Public Health England memperkirakan bahwa program vaksinasi Inggris Raya hingga 19 September mampu mencegah 24 juta kasus baru, 230 ribu kasus perawatan di rumah sakit, dan 120 ribu kematian.

Berdasarkan Aturan PPKM

Dalam siaran pers tadi, Johnny tidak membeberkan secara detail maksud dari mematuhi pedoman penyelenggaraan yang telah ditetapkan. Ia hanya mencontohkan dua kegiatan olahraga yang sedang berjalan saat ini, Liga 1 dan 2, serta PON XX Papua.

“Tentu saja penyelenggaraan kedua acara besar tersebut telah melalui diskusi berbagai pihak guna menekan risiko penularan virus,” ujar Johnny.

Ucapan Johnny lain yang masih menimbulkan pertanyaan adalah “berskala besar”. Sebesar apa kegiatan yang dimaksud Johnny?

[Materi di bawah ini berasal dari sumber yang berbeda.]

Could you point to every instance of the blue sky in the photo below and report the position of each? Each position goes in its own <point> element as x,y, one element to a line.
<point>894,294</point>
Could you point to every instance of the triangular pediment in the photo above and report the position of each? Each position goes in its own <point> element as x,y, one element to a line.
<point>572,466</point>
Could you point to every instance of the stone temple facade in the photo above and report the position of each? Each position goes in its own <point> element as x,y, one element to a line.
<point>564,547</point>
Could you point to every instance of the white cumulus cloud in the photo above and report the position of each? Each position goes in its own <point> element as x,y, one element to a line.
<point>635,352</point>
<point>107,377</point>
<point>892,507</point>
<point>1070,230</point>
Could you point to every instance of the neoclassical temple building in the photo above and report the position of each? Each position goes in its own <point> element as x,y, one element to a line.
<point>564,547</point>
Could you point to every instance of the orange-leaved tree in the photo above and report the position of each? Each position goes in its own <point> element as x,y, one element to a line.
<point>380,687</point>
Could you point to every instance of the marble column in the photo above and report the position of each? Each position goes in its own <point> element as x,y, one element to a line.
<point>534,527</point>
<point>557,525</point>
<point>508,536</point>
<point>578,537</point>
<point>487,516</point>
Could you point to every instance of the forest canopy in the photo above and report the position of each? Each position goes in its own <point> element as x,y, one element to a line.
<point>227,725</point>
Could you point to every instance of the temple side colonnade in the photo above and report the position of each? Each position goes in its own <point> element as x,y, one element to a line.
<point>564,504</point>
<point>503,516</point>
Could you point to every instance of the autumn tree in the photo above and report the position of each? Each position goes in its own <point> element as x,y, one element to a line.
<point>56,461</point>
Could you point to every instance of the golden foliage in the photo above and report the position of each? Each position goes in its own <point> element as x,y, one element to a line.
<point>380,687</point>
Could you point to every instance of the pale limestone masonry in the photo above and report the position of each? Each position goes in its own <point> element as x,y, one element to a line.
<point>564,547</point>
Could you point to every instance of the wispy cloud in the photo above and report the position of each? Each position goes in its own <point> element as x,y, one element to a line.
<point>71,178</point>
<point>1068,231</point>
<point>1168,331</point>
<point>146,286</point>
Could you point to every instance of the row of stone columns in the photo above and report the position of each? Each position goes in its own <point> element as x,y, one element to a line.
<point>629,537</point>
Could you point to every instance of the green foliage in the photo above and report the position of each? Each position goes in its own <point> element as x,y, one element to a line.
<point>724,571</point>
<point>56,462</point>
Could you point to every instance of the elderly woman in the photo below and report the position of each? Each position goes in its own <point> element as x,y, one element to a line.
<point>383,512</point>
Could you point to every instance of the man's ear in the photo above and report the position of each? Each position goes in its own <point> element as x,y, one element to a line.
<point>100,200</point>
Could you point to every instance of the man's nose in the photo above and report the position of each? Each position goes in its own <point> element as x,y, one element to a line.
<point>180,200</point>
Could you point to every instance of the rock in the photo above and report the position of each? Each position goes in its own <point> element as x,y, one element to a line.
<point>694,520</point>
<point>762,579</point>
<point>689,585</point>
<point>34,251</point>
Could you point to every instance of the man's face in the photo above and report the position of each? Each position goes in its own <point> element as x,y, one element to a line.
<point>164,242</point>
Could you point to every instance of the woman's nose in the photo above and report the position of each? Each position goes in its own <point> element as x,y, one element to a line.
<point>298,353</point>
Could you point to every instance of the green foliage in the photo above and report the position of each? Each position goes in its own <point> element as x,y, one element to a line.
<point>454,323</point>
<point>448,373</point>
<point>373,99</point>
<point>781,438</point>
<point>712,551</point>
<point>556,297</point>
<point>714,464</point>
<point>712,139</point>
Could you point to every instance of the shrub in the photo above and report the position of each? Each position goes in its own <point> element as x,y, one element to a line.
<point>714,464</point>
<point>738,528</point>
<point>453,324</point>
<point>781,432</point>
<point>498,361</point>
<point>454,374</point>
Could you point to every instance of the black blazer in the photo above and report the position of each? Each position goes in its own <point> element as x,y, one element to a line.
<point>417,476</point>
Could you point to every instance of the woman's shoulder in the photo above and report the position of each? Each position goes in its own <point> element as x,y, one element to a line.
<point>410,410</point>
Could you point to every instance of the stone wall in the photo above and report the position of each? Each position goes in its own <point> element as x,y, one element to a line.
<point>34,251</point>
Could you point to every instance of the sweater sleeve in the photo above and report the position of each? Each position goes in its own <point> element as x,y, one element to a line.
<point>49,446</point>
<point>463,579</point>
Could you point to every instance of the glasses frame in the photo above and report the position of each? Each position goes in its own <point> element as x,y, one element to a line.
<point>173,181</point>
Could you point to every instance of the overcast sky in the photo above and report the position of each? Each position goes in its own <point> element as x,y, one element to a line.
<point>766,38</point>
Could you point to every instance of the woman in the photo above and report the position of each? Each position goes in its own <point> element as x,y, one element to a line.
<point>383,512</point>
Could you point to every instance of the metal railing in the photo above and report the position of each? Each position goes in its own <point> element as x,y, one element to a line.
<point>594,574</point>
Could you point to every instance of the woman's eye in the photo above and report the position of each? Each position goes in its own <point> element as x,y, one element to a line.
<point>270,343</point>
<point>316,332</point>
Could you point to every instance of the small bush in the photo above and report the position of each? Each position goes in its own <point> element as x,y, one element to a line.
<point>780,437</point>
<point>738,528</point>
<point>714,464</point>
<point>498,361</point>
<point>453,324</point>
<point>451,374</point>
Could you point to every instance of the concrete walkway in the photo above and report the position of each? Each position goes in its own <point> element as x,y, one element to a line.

Apakah seperti penyelenggaraan kegiatan-kegiatan sebelum pandemi?

Juru Bicara Satgas Covid-19 Wiku Adisasmito pun memberi keterangan lebih lanjut soal itu.

“Kembali kami tegaskan bahwa pemerintah baru akan memberikan izin pembukaan sektor, jika kondisi kasus Covid-19 di sekitar daerah penyelenggaraan acara terkendali dan telah adanya komitmen serta persiapan yang matang sebelum kegiatan beroperasi kembali,” kata Wiku dalam konferensi pers daring, Selasa, 28 September 2021.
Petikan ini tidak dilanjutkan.